ColonelPhantom · 2026-06-06T20:45:48 1780778748

Deepseek V4 Flash still has 13B active params though? That is about half as many as Qwen3.6-27B (and much more than Qwen3.6-35B-A3B). Given that RAM (even on a base M4 or 'regular' Intel/AMD system) is like an order of magnitude faster than an SSD, even Qwen 27B running from RAM will be much faster than any Deepseek V4 model with SSD offloading. And the MoE will be much faster still.

Qwen 27B is also small enough to completely fit in a high-end consumer or mid-end pro GPU, like an RTX 5090 or Radeon PRO R9700. I found results claiming 30 tokens per second generation for 27B(-Q4_K_XL) on an R9700. I doubt you get more than 5 tokens per second doing SSD MoE streaming.

Even for relatively short contexts, I honestly already find the ~30B class MoE models to be only borderline acceptable in terms of speed on my laptop (Ryzen 7 7840U, 64 GB LPDDR5-6400), though I use Gemma 4 26B-A4B more than Qwen3.6 35B-A3B.

zozbot234 · 2026-06-06T21:05:09 1780779909

> even Qwen 27B running from RAM will be much faster than any Deepseek V4 model with SSD offloading.

If you have reasonable amounts of RAM to cache the most likely experts, that's not true at all. Qwen 27B is marginally faster on a nearly empty context, then falls behind as context length increases due to the different attention mechanisms. Prefill for Qwen is much faster, but you're still comparing vastly different model sizes and capabilities. DeepSeek Flash is the best deal overall.

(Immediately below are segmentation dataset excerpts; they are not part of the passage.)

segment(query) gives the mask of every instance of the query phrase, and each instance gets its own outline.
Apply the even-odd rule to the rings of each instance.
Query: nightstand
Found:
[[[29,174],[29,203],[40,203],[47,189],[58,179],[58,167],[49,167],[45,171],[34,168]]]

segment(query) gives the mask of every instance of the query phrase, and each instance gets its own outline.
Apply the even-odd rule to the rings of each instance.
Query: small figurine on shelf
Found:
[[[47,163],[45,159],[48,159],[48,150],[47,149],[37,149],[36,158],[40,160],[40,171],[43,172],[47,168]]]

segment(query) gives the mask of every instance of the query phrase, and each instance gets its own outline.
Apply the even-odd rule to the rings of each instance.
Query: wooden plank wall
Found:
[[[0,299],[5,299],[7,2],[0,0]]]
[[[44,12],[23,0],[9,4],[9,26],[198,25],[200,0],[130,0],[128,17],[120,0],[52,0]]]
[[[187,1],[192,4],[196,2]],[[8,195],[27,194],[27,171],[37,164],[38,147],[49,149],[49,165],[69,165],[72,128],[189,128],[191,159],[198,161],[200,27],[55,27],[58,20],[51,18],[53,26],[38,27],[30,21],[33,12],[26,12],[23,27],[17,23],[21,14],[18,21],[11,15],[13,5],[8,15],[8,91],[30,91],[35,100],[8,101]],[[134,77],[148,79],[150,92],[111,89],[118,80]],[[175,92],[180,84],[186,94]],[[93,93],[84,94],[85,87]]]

> completely fit in a high-end consumer or mid-end pro GPU

Or you could fit the dense portion of a much more capable model and still take advantage of that hardware.

ColonelPhantom · 2026-06-06T21:42:49 1780782169

> the most likely experts

Is that how MoEs work? I though that an important constraint for MoEs is that experts need to be uniformly used to make sure they can be used effectively. If there is a 'common subset' that, if anything, sounds like a symptom of undertraining (i.e. the same trick will not work as well for Deepseek V4.1).

Also, even if your MoE hitrate is 90%, you still spend half your time waiting for the SSD, giving similar total speed to a 27B model!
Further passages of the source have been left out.